Barak’s remarks took place at a University of Haifa conference on ‘Democracy vs. Terror: Where Are the Limits’? sponsored by the University’s Faculty of Law and Germany’s Konrad Adenauer Foundation.
In Barak’s view, “judicial review of the legality of the war on terrorism may make the war against terrorism harder in the short term. However, it fortifies and strengthens the people in the long term.” Barak was referring to a case in which the Israeli Supreme Court held that the use of physical violence while interrogating a suspected terrorist is not permitted, even if using the violence may save lives
The chief justice said he does not believe that “we can limit our judicial ruling so that they will be valid only during wartime, and that we can decide that things will change in peace time.”
At the same time, Barak cited the need for a balance between national security and freedom of the individual. “Human rights cannot justify undermining national security in every case and in all circumstance,” he said. “Human rights are not a stage for national destruction.” The other side of the coin was that “national security does not grant an unlimited license to harm the individual.”
His credo: “Balance and compromise are the price of democracy.” To reach such a balance in deciding on a verdict, Barak spoke of a “zone of reasonableness.”

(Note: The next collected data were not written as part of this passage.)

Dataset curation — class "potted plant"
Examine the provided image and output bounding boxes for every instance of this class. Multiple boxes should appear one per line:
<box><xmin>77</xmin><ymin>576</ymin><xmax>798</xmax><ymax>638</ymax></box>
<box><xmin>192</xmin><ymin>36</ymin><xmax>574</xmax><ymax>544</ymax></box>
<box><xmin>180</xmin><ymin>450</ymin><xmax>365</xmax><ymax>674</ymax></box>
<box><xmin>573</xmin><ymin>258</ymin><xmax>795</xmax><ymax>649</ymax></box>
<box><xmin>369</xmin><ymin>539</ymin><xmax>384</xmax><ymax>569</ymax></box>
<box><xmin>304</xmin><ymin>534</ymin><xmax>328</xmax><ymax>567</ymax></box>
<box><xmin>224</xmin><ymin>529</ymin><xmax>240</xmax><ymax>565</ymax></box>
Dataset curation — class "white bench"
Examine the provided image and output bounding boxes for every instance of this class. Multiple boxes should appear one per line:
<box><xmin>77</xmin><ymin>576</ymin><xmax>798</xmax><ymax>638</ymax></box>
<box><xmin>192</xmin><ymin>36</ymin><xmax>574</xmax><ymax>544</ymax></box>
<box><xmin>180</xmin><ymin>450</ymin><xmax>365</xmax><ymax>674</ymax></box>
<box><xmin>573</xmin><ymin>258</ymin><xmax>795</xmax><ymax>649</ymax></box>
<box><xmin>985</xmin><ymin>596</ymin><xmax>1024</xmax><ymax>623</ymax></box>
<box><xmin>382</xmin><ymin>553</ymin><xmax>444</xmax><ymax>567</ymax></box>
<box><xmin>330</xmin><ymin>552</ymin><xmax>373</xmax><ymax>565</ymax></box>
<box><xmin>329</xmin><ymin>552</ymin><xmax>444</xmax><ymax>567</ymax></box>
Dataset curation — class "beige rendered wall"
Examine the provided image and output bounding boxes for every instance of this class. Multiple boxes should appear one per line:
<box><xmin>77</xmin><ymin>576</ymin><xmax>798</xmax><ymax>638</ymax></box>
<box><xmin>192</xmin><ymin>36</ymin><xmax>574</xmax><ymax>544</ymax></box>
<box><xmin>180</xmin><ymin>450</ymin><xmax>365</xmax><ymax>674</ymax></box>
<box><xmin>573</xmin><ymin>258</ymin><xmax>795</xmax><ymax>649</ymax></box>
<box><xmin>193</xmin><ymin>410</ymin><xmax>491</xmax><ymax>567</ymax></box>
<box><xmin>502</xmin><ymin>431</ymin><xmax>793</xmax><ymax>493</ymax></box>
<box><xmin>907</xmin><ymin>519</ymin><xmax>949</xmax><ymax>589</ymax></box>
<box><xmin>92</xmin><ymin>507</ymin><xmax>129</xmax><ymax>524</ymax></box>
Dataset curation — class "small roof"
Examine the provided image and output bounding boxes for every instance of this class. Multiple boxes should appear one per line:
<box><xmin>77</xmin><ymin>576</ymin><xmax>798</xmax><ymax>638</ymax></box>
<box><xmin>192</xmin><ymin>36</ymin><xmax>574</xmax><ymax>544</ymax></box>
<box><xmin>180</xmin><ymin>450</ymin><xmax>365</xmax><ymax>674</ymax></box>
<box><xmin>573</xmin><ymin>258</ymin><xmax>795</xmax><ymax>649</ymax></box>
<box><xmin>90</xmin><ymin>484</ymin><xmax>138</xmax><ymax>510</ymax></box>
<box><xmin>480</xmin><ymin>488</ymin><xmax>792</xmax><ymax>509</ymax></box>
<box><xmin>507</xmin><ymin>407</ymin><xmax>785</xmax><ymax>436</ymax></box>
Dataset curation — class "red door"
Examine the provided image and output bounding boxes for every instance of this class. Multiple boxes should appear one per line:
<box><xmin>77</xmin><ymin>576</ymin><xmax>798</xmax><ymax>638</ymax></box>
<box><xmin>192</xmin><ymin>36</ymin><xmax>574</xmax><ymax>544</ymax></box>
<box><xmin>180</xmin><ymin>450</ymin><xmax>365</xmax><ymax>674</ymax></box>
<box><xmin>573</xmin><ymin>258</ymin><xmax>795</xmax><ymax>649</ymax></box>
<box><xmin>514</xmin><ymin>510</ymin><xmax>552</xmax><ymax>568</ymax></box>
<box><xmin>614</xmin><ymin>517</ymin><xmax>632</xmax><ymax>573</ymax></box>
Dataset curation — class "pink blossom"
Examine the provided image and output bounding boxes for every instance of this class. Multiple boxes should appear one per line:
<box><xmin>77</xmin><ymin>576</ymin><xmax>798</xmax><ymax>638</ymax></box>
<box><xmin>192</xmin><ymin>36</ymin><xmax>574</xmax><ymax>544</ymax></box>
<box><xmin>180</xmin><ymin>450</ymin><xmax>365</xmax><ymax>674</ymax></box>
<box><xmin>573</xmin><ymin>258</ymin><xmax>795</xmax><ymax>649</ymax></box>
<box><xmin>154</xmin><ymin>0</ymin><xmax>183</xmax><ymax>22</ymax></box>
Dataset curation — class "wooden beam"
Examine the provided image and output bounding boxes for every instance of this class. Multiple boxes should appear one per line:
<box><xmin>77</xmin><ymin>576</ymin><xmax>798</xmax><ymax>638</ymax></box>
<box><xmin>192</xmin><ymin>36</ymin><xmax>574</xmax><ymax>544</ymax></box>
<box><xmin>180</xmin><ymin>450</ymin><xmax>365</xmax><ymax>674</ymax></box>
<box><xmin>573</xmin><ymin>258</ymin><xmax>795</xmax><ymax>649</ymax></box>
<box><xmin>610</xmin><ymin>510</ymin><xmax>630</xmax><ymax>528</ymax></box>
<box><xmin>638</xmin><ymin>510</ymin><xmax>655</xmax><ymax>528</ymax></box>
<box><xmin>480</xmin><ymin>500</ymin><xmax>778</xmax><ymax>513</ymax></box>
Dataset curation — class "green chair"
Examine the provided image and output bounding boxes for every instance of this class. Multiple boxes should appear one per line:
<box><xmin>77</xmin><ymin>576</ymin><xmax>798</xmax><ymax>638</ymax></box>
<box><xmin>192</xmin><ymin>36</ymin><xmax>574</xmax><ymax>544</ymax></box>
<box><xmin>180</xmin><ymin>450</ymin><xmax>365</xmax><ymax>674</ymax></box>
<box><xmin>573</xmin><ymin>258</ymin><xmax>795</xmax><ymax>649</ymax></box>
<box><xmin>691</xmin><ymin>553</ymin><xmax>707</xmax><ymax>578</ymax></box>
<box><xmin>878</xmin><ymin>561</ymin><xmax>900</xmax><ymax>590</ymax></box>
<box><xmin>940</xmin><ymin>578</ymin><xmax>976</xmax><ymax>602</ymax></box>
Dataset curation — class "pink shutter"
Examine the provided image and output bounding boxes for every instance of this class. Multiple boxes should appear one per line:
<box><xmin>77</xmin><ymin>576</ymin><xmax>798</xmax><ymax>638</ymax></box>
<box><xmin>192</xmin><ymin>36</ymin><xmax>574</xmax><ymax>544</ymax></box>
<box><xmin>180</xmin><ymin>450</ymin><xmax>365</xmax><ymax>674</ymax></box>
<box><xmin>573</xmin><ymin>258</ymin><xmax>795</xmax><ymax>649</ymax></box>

As long as the government behaved within the framework of a “zone of reasonableness,” he said, “there is no basis for judicial intervention.” It was the court’s basic premise, he said, that it should not adopt a position on the question of what are the efficient security measures for the war against terrorism.
“The court must be persuaded that the security considerations actively motivated the government’s action, and were not merely a pretext. It must be convinced that the security measures adopted were the available measures least damaging to human rights.”
Nevertheless, Barak admitted to a certain uneasiness with the tension between protecting human rights and protecting the Israeli people. “Our apprehension that this decision will hamper the ability to properly deal with terrorists and terrorism disturbs us,” he said.
“We are, however, judges,” he concluded. “We, as judges, we have a North Star that guides us the fundamental values and principles of constitutional democracy.”